Dois casos de assassinatos: vítimas chinesas e punição dos culpados

Antes do século XIX, os assassinatos de chineses em Macau sempre ocasionavam muito trabalho às autoridades da comunidade portuguesa. Diante das pressões vindas dos mandarins pela entrega dos réus, era comum que o Senado da cidade reunisse todos os seus homens bons para decidir o que fazer com os criminosos. Estas reuniões de emergência ocorriam toda vez que os demais meios de negociação com a burocracia Qing fracassavam. Por conseguinte, as atas destes encontros fornecem informações valiosas a respeito de como o problema era abordado e resolvido pela “elite” macaense. No caso dos homicídios aqui abordados, tais fontes sugerem que, apesar de todos os esforços lusitanos em tentar assegurar a soberania local, quem prevalecia na execução da justiça na península era o mandarinato.

No que diz respeito aos assassinatos, os esforços das autoridades macaenses em prol da integridade do acusado eram sempre maiores quando o réu era de ascendência portuguesa. Todavia, não deixa de ser surpreendente a “resignação” dos moradores do empório toda vez que tinham de entregar um criminoso que vivesse em Macau, ainda que estrangeiro ou de baixa condição social. Em janeiro de 1790, o Senado convocou os homens bons residentes para tratar da entrega aos mandarins de um moço chamado Sebastião, “que na noite do dia dois de Dezembro próximo passado tinha morto ao china Ahi, para no dito matador executarem a morte” [Arquivo Histórico de Macau, 1965, p. 274]. A julgar pela designação “moço” – que remete a “moço de serviço” –, e pela falta de sobrenome, Sebastião possivelmente era um escravo. Infelizmente a documentação não informa sobre suas origens étnicas, idade ou estado civil. De qualquer forma, a burocracia Qing estava em Macau para levá-lo a Cantão e executarem-lhe a pena capital.
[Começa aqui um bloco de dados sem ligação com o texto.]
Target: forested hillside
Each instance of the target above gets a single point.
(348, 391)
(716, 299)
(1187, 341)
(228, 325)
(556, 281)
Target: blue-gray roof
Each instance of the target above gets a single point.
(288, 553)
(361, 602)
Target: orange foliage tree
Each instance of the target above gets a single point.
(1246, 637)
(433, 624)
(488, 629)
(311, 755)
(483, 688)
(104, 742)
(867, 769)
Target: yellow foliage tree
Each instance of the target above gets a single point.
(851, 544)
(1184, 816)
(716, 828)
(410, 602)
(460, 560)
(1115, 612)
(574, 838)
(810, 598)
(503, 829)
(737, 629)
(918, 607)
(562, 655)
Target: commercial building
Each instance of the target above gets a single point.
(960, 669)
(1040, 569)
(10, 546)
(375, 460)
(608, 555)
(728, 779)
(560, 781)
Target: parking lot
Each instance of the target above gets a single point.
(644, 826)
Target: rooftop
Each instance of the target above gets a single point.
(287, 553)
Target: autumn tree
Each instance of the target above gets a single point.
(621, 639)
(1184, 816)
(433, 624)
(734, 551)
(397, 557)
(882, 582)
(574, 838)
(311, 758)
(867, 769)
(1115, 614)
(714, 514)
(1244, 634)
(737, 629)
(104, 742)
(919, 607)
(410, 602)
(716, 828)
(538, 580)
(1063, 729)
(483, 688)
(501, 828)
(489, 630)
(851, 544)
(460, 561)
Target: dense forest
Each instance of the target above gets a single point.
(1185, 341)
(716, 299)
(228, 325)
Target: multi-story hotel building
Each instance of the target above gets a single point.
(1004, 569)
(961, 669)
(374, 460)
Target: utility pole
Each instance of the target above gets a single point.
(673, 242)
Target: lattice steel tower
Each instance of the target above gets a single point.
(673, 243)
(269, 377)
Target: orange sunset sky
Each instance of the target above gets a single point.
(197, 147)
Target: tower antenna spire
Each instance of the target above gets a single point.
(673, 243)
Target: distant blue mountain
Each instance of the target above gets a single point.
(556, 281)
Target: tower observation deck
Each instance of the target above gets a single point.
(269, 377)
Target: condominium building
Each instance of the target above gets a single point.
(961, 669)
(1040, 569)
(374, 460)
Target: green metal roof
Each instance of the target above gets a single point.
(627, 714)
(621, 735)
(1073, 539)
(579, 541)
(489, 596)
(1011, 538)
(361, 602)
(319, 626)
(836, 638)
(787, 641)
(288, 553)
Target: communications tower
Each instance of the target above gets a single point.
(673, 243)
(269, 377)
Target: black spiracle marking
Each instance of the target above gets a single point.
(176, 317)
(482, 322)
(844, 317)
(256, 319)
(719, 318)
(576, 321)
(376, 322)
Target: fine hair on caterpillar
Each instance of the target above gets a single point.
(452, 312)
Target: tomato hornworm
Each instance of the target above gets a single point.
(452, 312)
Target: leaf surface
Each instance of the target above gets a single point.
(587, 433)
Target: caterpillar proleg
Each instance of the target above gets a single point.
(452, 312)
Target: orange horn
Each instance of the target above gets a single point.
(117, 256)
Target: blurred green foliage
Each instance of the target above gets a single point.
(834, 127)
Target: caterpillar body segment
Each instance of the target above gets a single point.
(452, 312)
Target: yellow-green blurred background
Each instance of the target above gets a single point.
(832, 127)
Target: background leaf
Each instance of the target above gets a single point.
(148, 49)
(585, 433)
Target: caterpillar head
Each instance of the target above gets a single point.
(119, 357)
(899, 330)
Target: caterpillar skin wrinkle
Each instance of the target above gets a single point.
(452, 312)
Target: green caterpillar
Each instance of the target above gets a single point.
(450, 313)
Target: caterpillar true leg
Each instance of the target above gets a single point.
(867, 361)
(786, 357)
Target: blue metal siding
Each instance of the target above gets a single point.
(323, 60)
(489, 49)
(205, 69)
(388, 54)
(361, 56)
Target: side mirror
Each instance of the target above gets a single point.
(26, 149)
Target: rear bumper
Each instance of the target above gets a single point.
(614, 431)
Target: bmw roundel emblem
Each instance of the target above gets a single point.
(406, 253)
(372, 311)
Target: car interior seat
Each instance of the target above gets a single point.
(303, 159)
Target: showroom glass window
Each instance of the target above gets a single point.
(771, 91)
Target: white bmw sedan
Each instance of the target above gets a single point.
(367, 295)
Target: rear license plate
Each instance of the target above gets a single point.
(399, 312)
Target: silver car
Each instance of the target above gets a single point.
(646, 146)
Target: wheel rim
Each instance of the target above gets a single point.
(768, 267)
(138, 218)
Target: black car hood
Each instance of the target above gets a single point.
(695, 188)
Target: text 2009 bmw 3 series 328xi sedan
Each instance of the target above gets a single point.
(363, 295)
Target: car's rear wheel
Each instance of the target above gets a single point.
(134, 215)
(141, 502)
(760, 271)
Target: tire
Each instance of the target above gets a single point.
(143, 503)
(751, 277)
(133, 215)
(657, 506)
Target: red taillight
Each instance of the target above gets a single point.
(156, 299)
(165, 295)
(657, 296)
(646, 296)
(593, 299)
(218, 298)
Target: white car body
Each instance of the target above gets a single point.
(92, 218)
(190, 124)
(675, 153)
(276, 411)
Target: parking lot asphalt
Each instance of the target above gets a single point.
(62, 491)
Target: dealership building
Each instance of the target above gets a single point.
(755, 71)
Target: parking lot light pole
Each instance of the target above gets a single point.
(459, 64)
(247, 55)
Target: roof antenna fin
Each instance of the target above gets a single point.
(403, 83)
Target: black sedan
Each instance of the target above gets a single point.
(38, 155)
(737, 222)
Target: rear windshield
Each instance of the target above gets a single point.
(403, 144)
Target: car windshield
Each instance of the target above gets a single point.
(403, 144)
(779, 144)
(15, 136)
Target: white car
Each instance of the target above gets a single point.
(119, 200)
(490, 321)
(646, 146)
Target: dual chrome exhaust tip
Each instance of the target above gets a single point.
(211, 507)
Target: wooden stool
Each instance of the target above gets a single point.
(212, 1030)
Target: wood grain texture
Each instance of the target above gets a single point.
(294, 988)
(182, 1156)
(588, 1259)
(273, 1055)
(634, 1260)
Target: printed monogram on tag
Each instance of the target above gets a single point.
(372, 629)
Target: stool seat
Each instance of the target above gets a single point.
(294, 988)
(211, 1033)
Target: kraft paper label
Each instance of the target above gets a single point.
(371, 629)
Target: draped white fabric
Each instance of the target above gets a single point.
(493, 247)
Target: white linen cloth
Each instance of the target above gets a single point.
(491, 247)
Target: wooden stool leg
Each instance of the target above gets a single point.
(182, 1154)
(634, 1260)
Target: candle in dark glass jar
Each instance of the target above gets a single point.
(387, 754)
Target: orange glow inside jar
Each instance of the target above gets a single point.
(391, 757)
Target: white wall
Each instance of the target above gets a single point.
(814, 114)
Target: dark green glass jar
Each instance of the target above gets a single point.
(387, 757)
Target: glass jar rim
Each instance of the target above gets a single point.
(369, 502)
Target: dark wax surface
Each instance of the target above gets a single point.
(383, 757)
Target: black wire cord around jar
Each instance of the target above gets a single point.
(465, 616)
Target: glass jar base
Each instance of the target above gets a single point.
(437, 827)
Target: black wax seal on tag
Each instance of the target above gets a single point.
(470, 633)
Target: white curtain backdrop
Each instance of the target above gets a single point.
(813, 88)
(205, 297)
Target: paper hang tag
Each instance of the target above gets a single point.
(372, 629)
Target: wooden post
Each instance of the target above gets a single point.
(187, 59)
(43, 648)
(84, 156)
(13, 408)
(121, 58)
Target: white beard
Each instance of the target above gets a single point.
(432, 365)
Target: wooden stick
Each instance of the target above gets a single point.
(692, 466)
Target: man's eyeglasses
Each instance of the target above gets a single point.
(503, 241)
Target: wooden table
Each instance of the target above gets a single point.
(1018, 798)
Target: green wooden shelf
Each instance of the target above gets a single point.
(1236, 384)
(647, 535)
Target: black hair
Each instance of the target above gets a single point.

Neste cenário, os presentes na Casa da Câmara decidiam o que fazer. O escrivão do local leu todas as chapas e petições que o Senado enviou aos mandarins na tentativa de evitar a morte do réu, sendo que estes recursos foram prontamente negados desde Cantão. Tanto é assim que, naquele 9 de janeiro de 1790, os referidos mandarins já se achavam na cidade à procura do réu. Quando da votação para definir se Sebastião deveria ser entregue aos funcionários Qing, um dos votos mais influentes fora o de Antônio José Pereira, que afirmou “que isto é caso já bastante vezes acontecido, e que segundo o Estabelecimento desta terra [ele] não acha motivo para escusar o réu da entrega para morrer, porque visto estarmos na terra devemos nos sujeitar a entrega” [AHM, 1965, p. 274-5]. Antônio José da Costa, por sua vez, era do mesmo parecer de seu xará, justificando seu voto “pela experiência que há de casos semelhantes em que a cidade os tem entregues, depois de muitos padecimentos” [AHM, 1965, p.275].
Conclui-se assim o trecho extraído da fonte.